After a long day at work the last thing you want is a fight at the dinner table, but for many families meal time is a struggle. Just like an adult, you child’s tastes and eating habits may change with time. One would hope that this would make your life easier by expanding the foods you are able to serve to your family. What do you do then, when your adventurous eater morphs into a suppertime scaredy cat or your child is suddenly refusing once loved food, further limiting your dinner options? Here are five tips to help reduce mealtime stress for you and your kids.

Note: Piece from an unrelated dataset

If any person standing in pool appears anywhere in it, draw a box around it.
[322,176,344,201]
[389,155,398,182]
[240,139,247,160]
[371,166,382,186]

  1. Preempt the Mealtime Struggle
    By the time dinner is cooked and on the table, your child may be starving and past the point of no return. Offer a quick snack as you cook or travel home from school, but with your child’s health in mind. Sliced fruits and veggies, a handful of nuts, or a small cheese stick will all satiate your child’s hunger and mellow their mood so that the actual meal time can be enjoyed by all. Plus it’s easier to let go of mealtime worry when you know your child recently had a health snack.

 

  1. Balance Your Offerings
    If you plan to cook something new that you know may not go over so well with the younger crowd, be sure to have something else on the plate that you know they will enjoy. Don’t offer a plate of all new foods at once. This way your child has a familiar favorite to fall back on. Plus, if he has something he actually likes to munch on at the table, you may even get a few minutes of calm to connect with your spouse and other children.

 

  1. Try a New Presentation
    Make mealtime an experience by serving up food in a new way: all finger foods, veggies in the shape of a face, a variety of dipping sauces, a picnic on the living room floor. Making the meal about the experience and not just about the food may be the distraction your child needs to try what’s on the plate.

 

  1. Discuss Your Expectation
    It is acceptable for there to be a family “rule” when it comes to mealtime. Discuss the difference between “trying” a food (taking just a bite or two) and “eating” a food (finishing the whole portion) with your older children. Let children know (at a time other than dinnertime when the plate is staring them down) that at your house everyone must “try” new foods but the decision to “eat” lies with the individual. This allows your child to have some ownership over their plate and their eating, but still allows you to expose them to new tastes and offerings. Then, instead of fighting about the food on the plate you can fall back on your go-to statement (in your calmest, most uninterested, I-am-not-going-head-to-head-with-you today voice), “you don’t have to eat it, you just have to try it.”

 

  1. Surrender the Struggle
    For the majority of children, struggles related to food and eating are a part of normal development. Toddlers suddenly realize they have control over their own bodies, preschoolers need routine and will strive for similarity at all costs, and elementary kids begin the process of detaching from mom and dad. Letting go of the need to control your child’s intake will lessen the tension between you and your child and will hopefully reduce the stress you feel at mealtime. Remember that your child is a whole person and their mealtime needs are a small part of their overall individual development.